Of the effort, Phoenix Mayor Gordon says: “Delays at the federal level have created tension in our streets and economic hardship for our already budget-challenges cities and communities. Immigration reform that secures our borders and encourages legal migration is absolutely essential to our country’s economic recovery.”
Granted, the economic case for immigration reform isn’t a new argument. Academics, activists and others have long held that reworking our immigration system will both bolster the economic contributions immigrants make to cities and yield sizable benefits for the country as a whole. But it’s significant that in the ever-polarized immigration debate, a powerful group of elected officials and business titans are willing to take a rational look at the facts and advocate for immigration reform.
It’s not surprising that the coalition argues for policies to “attract the world’s best and brightest” and “remain competitive in the 21st century”; these phrases are something of a mantra for business leaders and moderate politicians looking to support immigration reform. The coalition also backs the standard increased border security and employer verification principles. What’s a bit more unexpected is that the Partnership also favors establishing a path to legal status for currently undocumented immigrants. In our current immigration debate, any mention of an earned legalization program seems to elicit the knee-jerk “no amnesty” response. It’s refreshing to hear a group of leaders—including the owner of Fox News, no less—publicly promoting comprehensive immigration reform that includes such a measure. Indeed, San Antonio Mayor Castro says: “We need to hit the reset button to bring the immigration debate out of the realm of political theater and into the arena of public policy.”

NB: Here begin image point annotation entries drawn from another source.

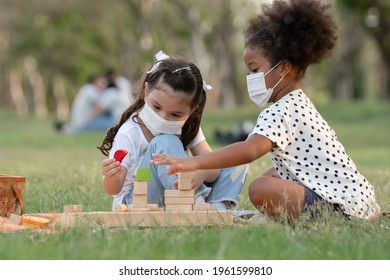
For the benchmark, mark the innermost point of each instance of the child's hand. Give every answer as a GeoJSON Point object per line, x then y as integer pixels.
{"type": "Point", "coordinates": [177, 164]}
{"type": "Point", "coordinates": [195, 183]}
{"type": "Point", "coordinates": [111, 167]}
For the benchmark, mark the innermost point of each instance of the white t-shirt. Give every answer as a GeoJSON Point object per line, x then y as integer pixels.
{"type": "Point", "coordinates": [84, 104]}
{"type": "Point", "coordinates": [131, 138]}
{"type": "Point", "coordinates": [308, 153]}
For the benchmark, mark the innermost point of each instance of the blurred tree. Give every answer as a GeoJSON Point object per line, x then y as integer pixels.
{"type": "Point", "coordinates": [53, 46]}
{"type": "Point", "coordinates": [374, 17]}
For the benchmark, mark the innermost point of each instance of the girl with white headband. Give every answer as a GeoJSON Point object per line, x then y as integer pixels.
{"type": "Point", "coordinates": [310, 165]}
{"type": "Point", "coordinates": [165, 118]}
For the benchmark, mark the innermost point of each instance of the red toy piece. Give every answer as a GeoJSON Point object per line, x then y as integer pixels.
{"type": "Point", "coordinates": [120, 154]}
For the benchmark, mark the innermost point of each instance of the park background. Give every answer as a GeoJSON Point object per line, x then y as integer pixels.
{"type": "Point", "coordinates": [49, 48]}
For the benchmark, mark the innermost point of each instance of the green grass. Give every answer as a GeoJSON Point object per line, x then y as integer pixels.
{"type": "Point", "coordinates": [65, 169]}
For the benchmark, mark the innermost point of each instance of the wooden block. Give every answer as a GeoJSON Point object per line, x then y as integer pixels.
{"type": "Point", "coordinates": [184, 185]}
{"type": "Point", "coordinates": [179, 193]}
{"type": "Point", "coordinates": [73, 208]}
{"type": "Point", "coordinates": [148, 219]}
{"type": "Point", "coordinates": [179, 200]}
{"type": "Point", "coordinates": [184, 175]}
{"type": "Point", "coordinates": [33, 221]}
{"type": "Point", "coordinates": [15, 219]}
{"type": "Point", "coordinates": [143, 175]}
{"type": "Point", "coordinates": [173, 207]}
{"type": "Point", "coordinates": [202, 207]}
{"type": "Point", "coordinates": [140, 188]}
{"type": "Point", "coordinates": [120, 208]}
{"type": "Point", "coordinates": [140, 201]}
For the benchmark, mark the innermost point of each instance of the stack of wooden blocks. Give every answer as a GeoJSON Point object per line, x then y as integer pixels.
{"type": "Point", "coordinates": [180, 207]}
{"type": "Point", "coordinates": [183, 199]}
{"type": "Point", "coordinates": [140, 194]}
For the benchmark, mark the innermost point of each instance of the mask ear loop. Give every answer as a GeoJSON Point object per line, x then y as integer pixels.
{"type": "Point", "coordinates": [273, 68]}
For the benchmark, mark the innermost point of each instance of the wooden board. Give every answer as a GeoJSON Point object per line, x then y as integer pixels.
{"type": "Point", "coordinates": [146, 219]}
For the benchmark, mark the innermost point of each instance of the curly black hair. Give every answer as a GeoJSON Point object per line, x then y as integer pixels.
{"type": "Point", "coordinates": [300, 31]}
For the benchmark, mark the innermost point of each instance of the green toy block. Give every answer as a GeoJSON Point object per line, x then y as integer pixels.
{"type": "Point", "coordinates": [143, 175]}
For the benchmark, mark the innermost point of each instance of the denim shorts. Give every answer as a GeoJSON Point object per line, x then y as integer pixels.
{"type": "Point", "coordinates": [311, 197]}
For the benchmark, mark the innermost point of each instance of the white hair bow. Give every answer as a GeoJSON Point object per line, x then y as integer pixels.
{"type": "Point", "coordinates": [160, 56]}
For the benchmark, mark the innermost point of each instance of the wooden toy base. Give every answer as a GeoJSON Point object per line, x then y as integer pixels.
{"type": "Point", "coordinates": [147, 219]}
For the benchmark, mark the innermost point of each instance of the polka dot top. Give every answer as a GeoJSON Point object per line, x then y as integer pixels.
{"type": "Point", "coordinates": [308, 153]}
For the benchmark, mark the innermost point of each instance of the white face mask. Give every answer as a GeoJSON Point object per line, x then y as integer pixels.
{"type": "Point", "coordinates": [257, 88]}
{"type": "Point", "coordinates": [158, 125]}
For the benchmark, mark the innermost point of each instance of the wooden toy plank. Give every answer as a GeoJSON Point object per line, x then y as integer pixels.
{"type": "Point", "coordinates": [73, 208]}
{"type": "Point", "coordinates": [143, 175]}
{"type": "Point", "coordinates": [184, 175]}
{"type": "Point", "coordinates": [202, 207]}
{"type": "Point", "coordinates": [52, 217]}
{"type": "Point", "coordinates": [132, 208]}
{"type": "Point", "coordinates": [125, 208]}
{"type": "Point", "coordinates": [120, 208]}
{"type": "Point", "coordinates": [179, 200]}
{"type": "Point", "coordinates": [140, 188]}
{"type": "Point", "coordinates": [181, 207]}
{"type": "Point", "coordinates": [15, 219]}
{"type": "Point", "coordinates": [179, 193]}
{"type": "Point", "coordinates": [154, 207]}
{"type": "Point", "coordinates": [184, 184]}
{"type": "Point", "coordinates": [147, 219]}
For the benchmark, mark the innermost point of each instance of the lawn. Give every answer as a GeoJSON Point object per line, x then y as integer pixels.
{"type": "Point", "coordinates": [65, 169]}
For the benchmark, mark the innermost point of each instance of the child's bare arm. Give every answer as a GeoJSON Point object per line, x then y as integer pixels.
{"type": "Point", "coordinates": [235, 154]}
{"type": "Point", "coordinates": [113, 176]}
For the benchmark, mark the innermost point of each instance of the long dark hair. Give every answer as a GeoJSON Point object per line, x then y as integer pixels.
{"type": "Point", "coordinates": [189, 82]}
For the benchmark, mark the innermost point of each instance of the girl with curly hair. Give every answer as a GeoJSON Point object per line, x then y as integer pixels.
{"type": "Point", "coordinates": [310, 165]}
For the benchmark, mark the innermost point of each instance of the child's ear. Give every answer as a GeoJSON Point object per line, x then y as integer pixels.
{"type": "Point", "coordinates": [286, 67]}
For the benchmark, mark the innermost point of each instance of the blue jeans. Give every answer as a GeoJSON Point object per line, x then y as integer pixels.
{"type": "Point", "coordinates": [226, 187]}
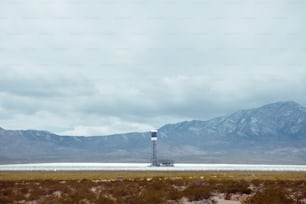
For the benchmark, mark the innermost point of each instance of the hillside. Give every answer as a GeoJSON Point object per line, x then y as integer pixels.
{"type": "Point", "coordinates": [274, 133]}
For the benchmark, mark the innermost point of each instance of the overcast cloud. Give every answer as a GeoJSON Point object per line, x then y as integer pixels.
{"type": "Point", "coordinates": [97, 67]}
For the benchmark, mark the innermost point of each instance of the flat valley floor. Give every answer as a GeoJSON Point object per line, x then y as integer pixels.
{"type": "Point", "coordinates": [152, 187]}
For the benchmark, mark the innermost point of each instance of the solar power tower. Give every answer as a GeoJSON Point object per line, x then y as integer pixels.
{"type": "Point", "coordinates": [154, 153]}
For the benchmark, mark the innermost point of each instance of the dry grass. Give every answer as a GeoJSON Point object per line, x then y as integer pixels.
{"type": "Point", "coordinates": [150, 187]}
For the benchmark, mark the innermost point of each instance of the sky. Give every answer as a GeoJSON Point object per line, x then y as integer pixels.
{"type": "Point", "coordinates": [99, 67]}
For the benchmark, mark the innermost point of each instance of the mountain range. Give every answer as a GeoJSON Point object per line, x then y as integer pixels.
{"type": "Point", "coordinates": [271, 134]}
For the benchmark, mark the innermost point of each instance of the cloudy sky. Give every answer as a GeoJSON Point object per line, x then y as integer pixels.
{"type": "Point", "coordinates": [97, 67]}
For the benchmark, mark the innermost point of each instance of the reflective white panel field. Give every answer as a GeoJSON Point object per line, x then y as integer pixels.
{"type": "Point", "coordinates": [146, 167]}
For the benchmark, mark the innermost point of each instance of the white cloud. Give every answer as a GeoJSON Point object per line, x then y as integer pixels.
{"type": "Point", "coordinates": [97, 67]}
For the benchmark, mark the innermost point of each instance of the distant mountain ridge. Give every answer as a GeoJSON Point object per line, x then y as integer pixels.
{"type": "Point", "coordinates": [273, 133]}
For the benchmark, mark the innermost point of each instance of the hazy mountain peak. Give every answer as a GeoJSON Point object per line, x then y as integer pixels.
{"type": "Point", "coordinates": [273, 133]}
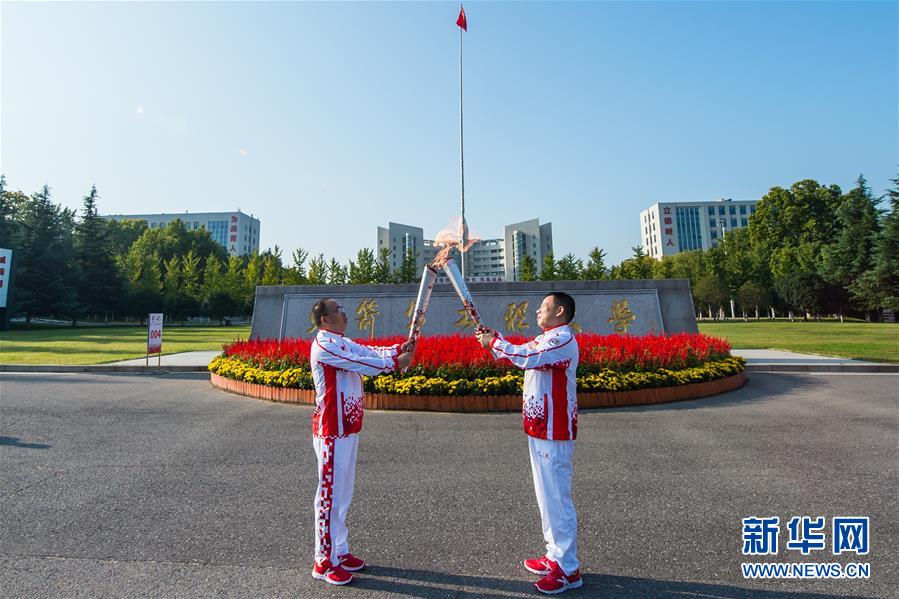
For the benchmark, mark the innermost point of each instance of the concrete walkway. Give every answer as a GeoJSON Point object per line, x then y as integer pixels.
{"type": "Point", "coordinates": [759, 360]}
{"type": "Point", "coordinates": [753, 357]}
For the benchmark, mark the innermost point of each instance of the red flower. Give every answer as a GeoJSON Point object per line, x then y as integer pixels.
{"type": "Point", "coordinates": [463, 353]}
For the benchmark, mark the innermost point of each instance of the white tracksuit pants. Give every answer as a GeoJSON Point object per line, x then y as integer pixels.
{"type": "Point", "coordinates": [336, 478]}
{"type": "Point", "coordinates": [551, 465]}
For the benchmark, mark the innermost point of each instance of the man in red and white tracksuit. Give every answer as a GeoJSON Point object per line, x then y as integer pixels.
{"type": "Point", "coordinates": [550, 421]}
{"type": "Point", "coordinates": [338, 364]}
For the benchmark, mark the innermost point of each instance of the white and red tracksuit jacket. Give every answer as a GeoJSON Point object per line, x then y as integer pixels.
{"type": "Point", "coordinates": [338, 364]}
{"type": "Point", "coordinates": [550, 381]}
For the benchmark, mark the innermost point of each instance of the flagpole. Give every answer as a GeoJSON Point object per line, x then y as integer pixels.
{"type": "Point", "coordinates": [464, 233]}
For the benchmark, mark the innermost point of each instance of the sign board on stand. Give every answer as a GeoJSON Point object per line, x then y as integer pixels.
{"type": "Point", "coordinates": [154, 337]}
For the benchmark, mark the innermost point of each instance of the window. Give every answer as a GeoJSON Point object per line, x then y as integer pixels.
{"type": "Point", "coordinates": [689, 236]}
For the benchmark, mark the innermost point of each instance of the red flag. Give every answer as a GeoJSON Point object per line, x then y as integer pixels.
{"type": "Point", "coordinates": [461, 21]}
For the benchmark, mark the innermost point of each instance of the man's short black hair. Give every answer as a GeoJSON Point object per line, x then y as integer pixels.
{"type": "Point", "coordinates": [567, 303]}
{"type": "Point", "coordinates": [320, 309]}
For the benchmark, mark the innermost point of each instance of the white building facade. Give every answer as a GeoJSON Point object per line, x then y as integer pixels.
{"type": "Point", "coordinates": [668, 228]}
{"type": "Point", "coordinates": [237, 232]}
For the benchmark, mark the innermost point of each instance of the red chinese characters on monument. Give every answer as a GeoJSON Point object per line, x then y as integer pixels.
{"type": "Point", "coordinates": [668, 230]}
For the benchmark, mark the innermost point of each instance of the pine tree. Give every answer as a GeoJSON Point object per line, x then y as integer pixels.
{"type": "Point", "coordinates": [382, 267]}
{"type": "Point", "coordinates": [548, 272]}
{"type": "Point", "coordinates": [596, 266]}
{"type": "Point", "coordinates": [318, 270]}
{"type": "Point", "coordinates": [528, 270]}
{"type": "Point", "coordinates": [46, 272]}
{"type": "Point", "coordinates": [336, 273]}
{"type": "Point", "coordinates": [569, 268]}
{"type": "Point", "coordinates": [100, 285]}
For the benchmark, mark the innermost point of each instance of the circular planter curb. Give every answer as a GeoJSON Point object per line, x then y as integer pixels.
{"type": "Point", "coordinates": [480, 403]}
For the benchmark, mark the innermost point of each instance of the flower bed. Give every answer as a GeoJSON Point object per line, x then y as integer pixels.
{"type": "Point", "coordinates": [453, 365]}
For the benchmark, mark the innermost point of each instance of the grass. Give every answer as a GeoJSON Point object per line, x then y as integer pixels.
{"type": "Point", "coordinates": [98, 345]}
{"type": "Point", "coordinates": [874, 342]}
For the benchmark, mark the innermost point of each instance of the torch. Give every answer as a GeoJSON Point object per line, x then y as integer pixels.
{"type": "Point", "coordinates": [455, 277]}
{"type": "Point", "coordinates": [428, 277]}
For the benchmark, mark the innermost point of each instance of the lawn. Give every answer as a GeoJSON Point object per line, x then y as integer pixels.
{"type": "Point", "coordinates": [860, 340]}
{"type": "Point", "coordinates": [97, 345]}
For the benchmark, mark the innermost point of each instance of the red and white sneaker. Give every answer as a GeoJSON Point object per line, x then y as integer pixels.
{"type": "Point", "coordinates": [558, 582]}
{"type": "Point", "coordinates": [331, 574]}
{"type": "Point", "coordinates": [350, 562]}
{"type": "Point", "coordinates": [540, 566]}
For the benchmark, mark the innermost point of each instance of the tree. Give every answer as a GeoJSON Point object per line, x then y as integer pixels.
{"type": "Point", "coordinates": [145, 285]}
{"type": "Point", "coordinates": [46, 272]}
{"type": "Point", "coordinates": [382, 272]}
{"type": "Point", "coordinates": [596, 265]}
{"type": "Point", "coordinates": [853, 251]}
{"type": "Point", "coordinates": [123, 234]}
{"type": "Point", "coordinates": [336, 273]}
{"type": "Point", "coordinates": [190, 275]}
{"type": "Point", "coordinates": [803, 291]}
{"type": "Point", "coordinates": [637, 267]}
{"type": "Point", "coordinates": [548, 272]}
{"type": "Point", "coordinates": [751, 295]}
{"type": "Point", "coordinates": [271, 270]}
{"type": "Point", "coordinates": [407, 273]}
{"type": "Point", "coordinates": [528, 270]}
{"type": "Point", "coordinates": [886, 258]}
{"type": "Point", "coordinates": [176, 240]}
{"type": "Point", "coordinates": [12, 204]}
{"type": "Point", "coordinates": [100, 284]}
{"type": "Point", "coordinates": [711, 291]}
{"type": "Point", "coordinates": [362, 271]}
{"type": "Point", "coordinates": [792, 226]}
{"type": "Point", "coordinates": [318, 270]}
{"type": "Point", "coordinates": [220, 305]}
{"type": "Point", "coordinates": [213, 279]}
{"type": "Point", "coordinates": [569, 268]}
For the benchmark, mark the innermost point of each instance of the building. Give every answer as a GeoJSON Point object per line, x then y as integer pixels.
{"type": "Point", "coordinates": [487, 260]}
{"type": "Point", "coordinates": [672, 227]}
{"type": "Point", "coordinates": [235, 231]}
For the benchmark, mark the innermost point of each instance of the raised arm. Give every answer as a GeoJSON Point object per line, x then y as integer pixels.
{"type": "Point", "coordinates": [353, 357]}
{"type": "Point", "coordinates": [531, 355]}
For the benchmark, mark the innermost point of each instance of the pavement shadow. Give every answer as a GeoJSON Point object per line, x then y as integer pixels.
{"type": "Point", "coordinates": [759, 387]}
{"type": "Point", "coordinates": [427, 584]}
{"type": "Point", "coordinates": [14, 442]}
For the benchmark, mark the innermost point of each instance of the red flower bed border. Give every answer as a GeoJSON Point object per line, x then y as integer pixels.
{"type": "Point", "coordinates": [502, 403]}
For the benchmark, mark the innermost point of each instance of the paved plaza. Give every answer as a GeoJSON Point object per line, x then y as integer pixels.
{"type": "Point", "coordinates": [131, 486]}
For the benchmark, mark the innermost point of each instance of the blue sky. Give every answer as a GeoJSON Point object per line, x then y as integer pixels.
{"type": "Point", "coordinates": [325, 120]}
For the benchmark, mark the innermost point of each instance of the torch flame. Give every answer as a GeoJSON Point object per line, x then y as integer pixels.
{"type": "Point", "coordinates": [451, 237]}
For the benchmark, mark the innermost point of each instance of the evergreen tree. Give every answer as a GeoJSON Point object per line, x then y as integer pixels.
{"type": "Point", "coordinates": [853, 251]}
{"type": "Point", "coordinates": [271, 270]}
{"type": "Point", "coordinates": [548, 272]}
{"type": "Point", "coordinates": [336, 273]}
{"type": "Point", "coordinates": [362, 271]}
{"type": "Point", "coordinates": [12, 204]}
{"type": "Point", "coordinates": [100, 286]}
{"type": "Point", "coordinates": [407, 273]}
{"type": "Point", "coordinates": [528, 270]}
{"type": "Point", "coordinates": [596, 266]}
{"type": "Point", "coordinates": [46, 272]}
{"type": "Point", "coordinates": [382, 272]}
{"type": "Point", "coordinates": [569, 268]}
{"type": "Point", "coordinates": [318, 270]}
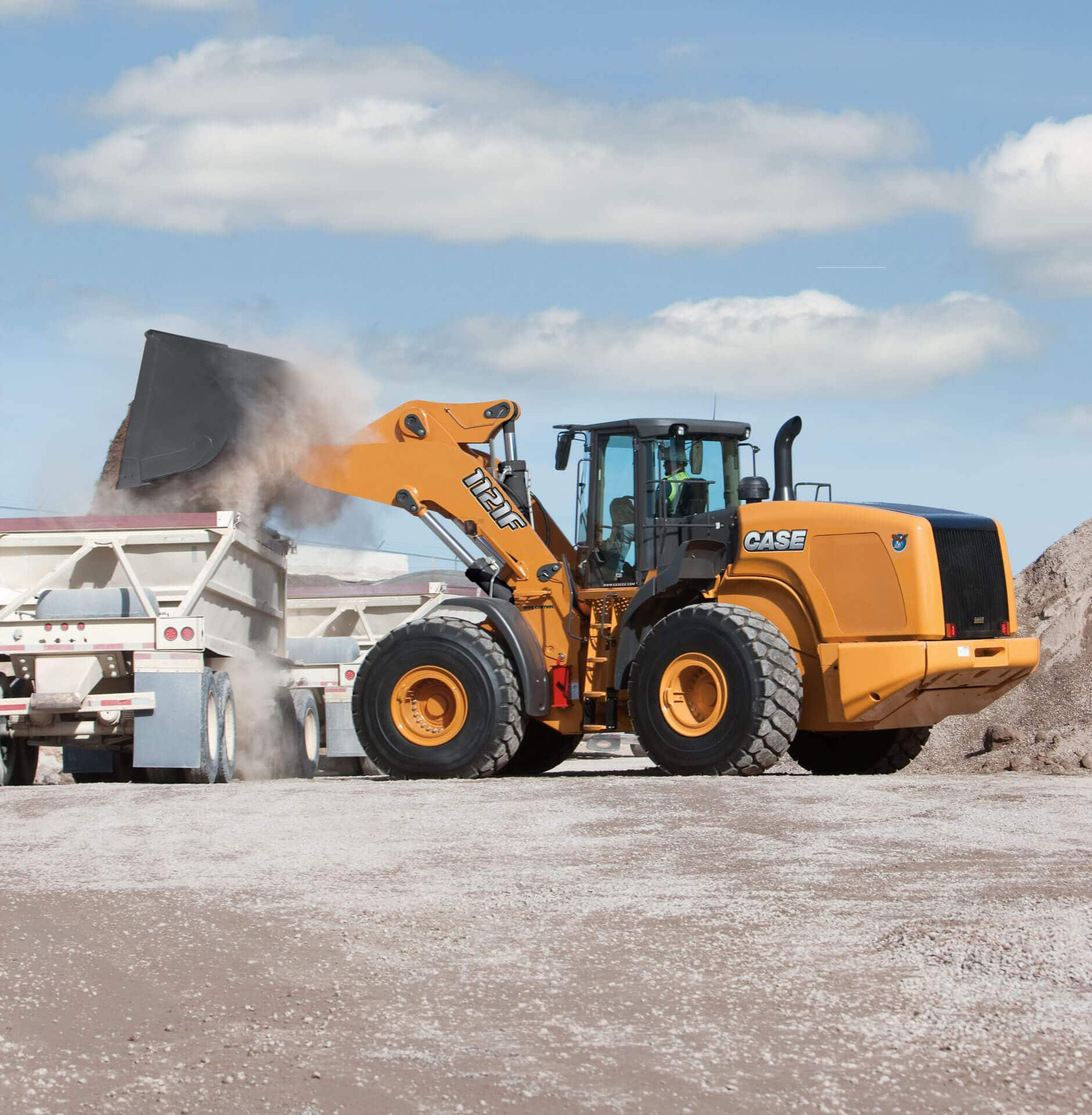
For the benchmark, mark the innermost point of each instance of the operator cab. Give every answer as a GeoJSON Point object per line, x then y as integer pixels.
{"type": "Point", "coordinates": [646, 488]}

In the coming months, the Partnership aims to work with Congress and President Obama to enact federal legislation that will solve the immigration crises plaguing our cities and states. But this announcement comes at a time when even Democratic support for immigration reform is flagging. Rep. Luis Gutierrez (D-IL), a tireless supporter of immigration reform and co-sponsor of the only comprehensive bill in Congress, said that there aren’t enough Democratic votes for the measure to pass the House. Perhaps a vote of confidence from leaders of our nation’s largest cities and corporations is just what our federal legislators need to continue fighting for comprehensive immigration reform.